На ретроспективе 1907 года «бог» был представлен единственным автопортретом, написанным году в 1875‑м, когда ему было хорошо за тридцать (цв. ил. 3). Рильке восхитился выражением лица: «А насколько блестяще, с какой безупречной точностью передано это состояние созерцания, подтверждается тем, что художник (и это особенно трогательно) не привносит никакой многозначительной интерпретации, не ставит себя выше своего изображения, но рисует свой портрет со смиренной объективностью и будничным интересом собаки, которая, увидев в зеркале свое отражение, думает: „А вон еще одна собака“»{43}.
Школяр Поль Сезанн был, конечно, негодник, но отнюдь не бесчувственный чурбан. В свои тринадцать он уже почти взрослый. В 1852 году поступил на полупансион в шестой[6] класс коллежа Бурбон в Эксе. Полупансионеры ночевали дома – в случае Сезанна это был буржуазный дом в центре города, в пятнадцати минутах ходьбы, – но почти все время бодрствования проводили в школе: с семи утра (летом с шести) до семи вечера. Как и многие экские семьи, Сезанны воспользовались возможностью совместить формальное образование с домашним воспитанием, как это было деликатно прописано в школьном проспекте, за скромные три сотни франков в год, включая обед и легкие закуски. Такой распорядок поддерживался в течение первых четырех лет. Последние два года Поль ходил в коллеж только на занятия. Приручило ли его это – вопрос открытый.

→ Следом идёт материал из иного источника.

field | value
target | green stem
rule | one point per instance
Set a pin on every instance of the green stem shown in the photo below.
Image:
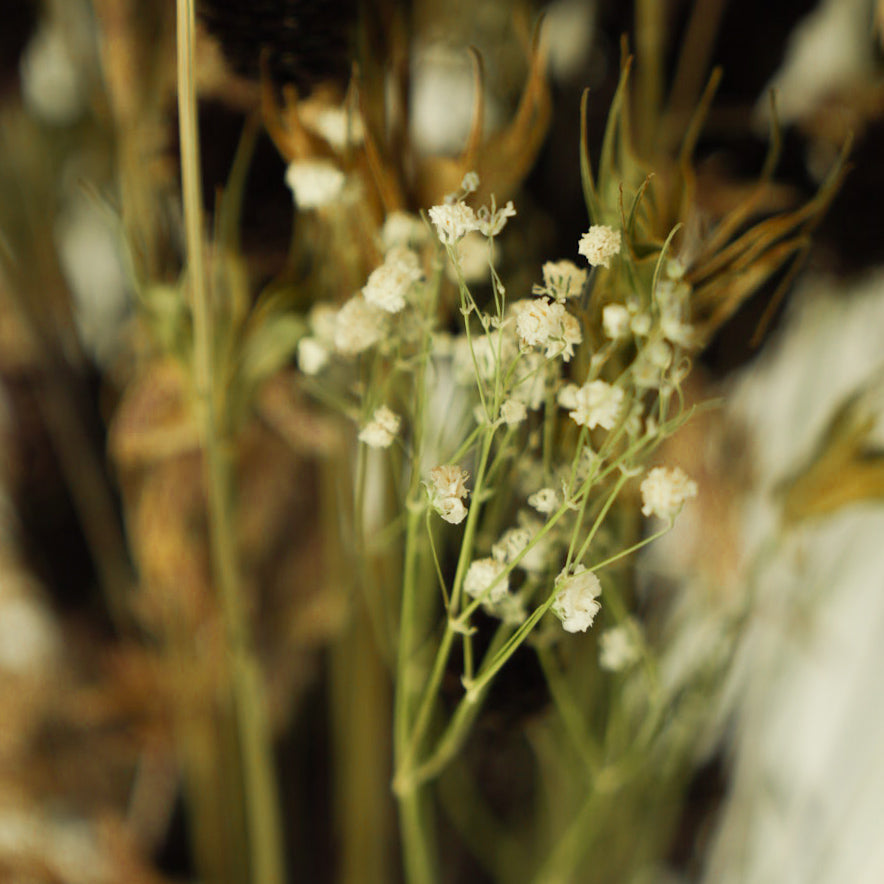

Смышленый, энергичный, немного нелюдимый, он был достаточно изворотлив и физически крепок, чтобы выживать в мальчишеской среде. Он похвалялся, что за два су может в один присест перевести сотню строк латинских стихов. «Ей-богу, я был коммерсантом!»{44} Более доходного дела он в жизни не имел. Мечты его были туманны. Как и все его сверстники, он любил приключения – обычные мальчишеские забавы, приправленные поэзией. Девчонки оставались вне игры. Их могли обожать, но дружбы с ними не водили. Под любовью подразумевалось серенадное воспевание предмета поклонения издали – вечная тяга неуправляемого к недосягаемому. В случае Сезанна романтический трепет и чувственное влечение вступали в борьбу с общепринятыми запретами. Ему не хватало уверенности в себе, но в Эксе он всюду был как дома. Знал все ходы и выходы. Он владел местным жаргоном, говорил на местном наречии. Это был его родной язык.